# Trout fishing in or near St Ignace



## jmarsh (Feb 10, 2010)

Im heading up that way in a week or two,and know of one unmentionable river, is there any info out there anyone could possibly share w/out divuldging any specifics? PM me if need be


----------



## Robert Holmes (Oct 13, 2008)

Sorry but the Uptracker does not like information getting aroung about his fishing spots. Too many unmentionables in the EUP but good luck fishing and do come back.


----------



## uptracker (Jul 27, 2004)

Haha...

Thanks for the respect!


----------



## Robert Holmes (Oct 13, 2008)

I see that you have a good sense of humor:lol::lol::lol::lol:. I am getting ready to catch some kings from unmentionable waters they should be coming in really soon. I will try to save you a couple of them.:lol::lol:


----------



## Jfish (Sep 22, 2010)

I was planning on getting some kings in the unmentionables...but more toward the central UP. I have a trip planned with a guide on Sept. 30. Do you think that it'll be too late?


----------



## HuskerBrett (Jun 19, 2011)

Ive fished the fall runs in th U.P. For close to 23 years now,in numerous "UNMENTIONABLES" and remember when it took a 30plus pounder to turn a eye,I would cast all day as a teenager just hoping to hook one and if i hooked up an lost it that was jus fuel to cast even longer!Now adays they let u keep 5 a day and in the areas we fish we catch ALOT of fish,keep clean n smoke a bunch of em,and catch n release a ton as well and were lucky to get one 20lb fish,hell big fish last fall was 18lbs,they average around 8-10lbs or so,my great grandfather originally built our cabin in 1918 and we still stay there to this day.The U.P. Is my favorite place in the ENTIRE world and i envy/loathe{lol} those who are lucky enuf to call the U.P. home!Over the years iv caught them from as early as the 1st week of sept at river mouths to as late as last week of Oct.,Are you fishing river Kings on th late sept guide trip or big water in a boat?As to a answer to your ? it is my experience tht u should be in primetime for fall run kings during late Sept. Good Fishing!!


----------



## Robert Holmes (Oct 13, 2008)

There are a few kings starting to get close enough to surf cast for them in the NLP and UP but you will make lots of casts in between hits.
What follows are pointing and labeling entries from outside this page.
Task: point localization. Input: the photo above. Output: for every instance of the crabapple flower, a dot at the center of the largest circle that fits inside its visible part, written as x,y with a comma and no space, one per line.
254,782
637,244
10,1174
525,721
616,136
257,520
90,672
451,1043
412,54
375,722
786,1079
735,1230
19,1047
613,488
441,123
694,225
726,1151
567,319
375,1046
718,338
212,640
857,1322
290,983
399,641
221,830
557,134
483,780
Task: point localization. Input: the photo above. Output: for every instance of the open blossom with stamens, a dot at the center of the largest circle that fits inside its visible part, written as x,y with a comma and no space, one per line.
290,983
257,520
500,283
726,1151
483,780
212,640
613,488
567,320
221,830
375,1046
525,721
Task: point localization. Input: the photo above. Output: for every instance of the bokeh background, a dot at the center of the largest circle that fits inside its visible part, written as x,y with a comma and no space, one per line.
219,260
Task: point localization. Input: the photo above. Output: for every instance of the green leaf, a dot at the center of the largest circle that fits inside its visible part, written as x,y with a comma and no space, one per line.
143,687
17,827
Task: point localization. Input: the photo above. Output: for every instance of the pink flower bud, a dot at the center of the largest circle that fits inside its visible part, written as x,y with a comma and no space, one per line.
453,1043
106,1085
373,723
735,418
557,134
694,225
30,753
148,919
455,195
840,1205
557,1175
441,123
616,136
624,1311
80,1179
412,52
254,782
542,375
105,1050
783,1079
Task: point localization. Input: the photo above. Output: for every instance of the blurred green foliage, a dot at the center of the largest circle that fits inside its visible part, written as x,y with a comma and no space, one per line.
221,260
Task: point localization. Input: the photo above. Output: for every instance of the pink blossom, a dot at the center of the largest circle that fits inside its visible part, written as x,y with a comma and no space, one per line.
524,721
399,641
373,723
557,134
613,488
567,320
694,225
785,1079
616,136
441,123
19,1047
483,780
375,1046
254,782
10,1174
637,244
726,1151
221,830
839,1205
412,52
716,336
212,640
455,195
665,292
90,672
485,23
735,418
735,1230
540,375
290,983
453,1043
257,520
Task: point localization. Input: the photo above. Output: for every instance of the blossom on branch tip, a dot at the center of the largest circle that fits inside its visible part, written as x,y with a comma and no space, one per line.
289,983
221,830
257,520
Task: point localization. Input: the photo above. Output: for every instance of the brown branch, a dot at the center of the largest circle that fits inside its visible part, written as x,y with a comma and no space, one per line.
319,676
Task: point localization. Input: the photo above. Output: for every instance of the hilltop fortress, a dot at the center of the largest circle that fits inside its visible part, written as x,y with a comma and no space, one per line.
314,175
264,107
The water temps are pretty warm still also. I love getting into that first king surf casting. It is like hooking onto a locomotive. You are cranking on the lure and it stops dead you set the hook and hang on.


----------



## Jfish (Sep 22, 2010)

HuskerBrett said:


> Are you fishing river Kings on th late sept guide trip or big water in a boat?


We're doing a guided trip at a river mouth from what I understand. Not on the big water. Casting crankbaits I think from a float boat. He said we'll be using spinning gear and not the fly rod. He mentioned that anyone catching salmon on flies that time of year is snagging them and that they don't bite on flies.


----------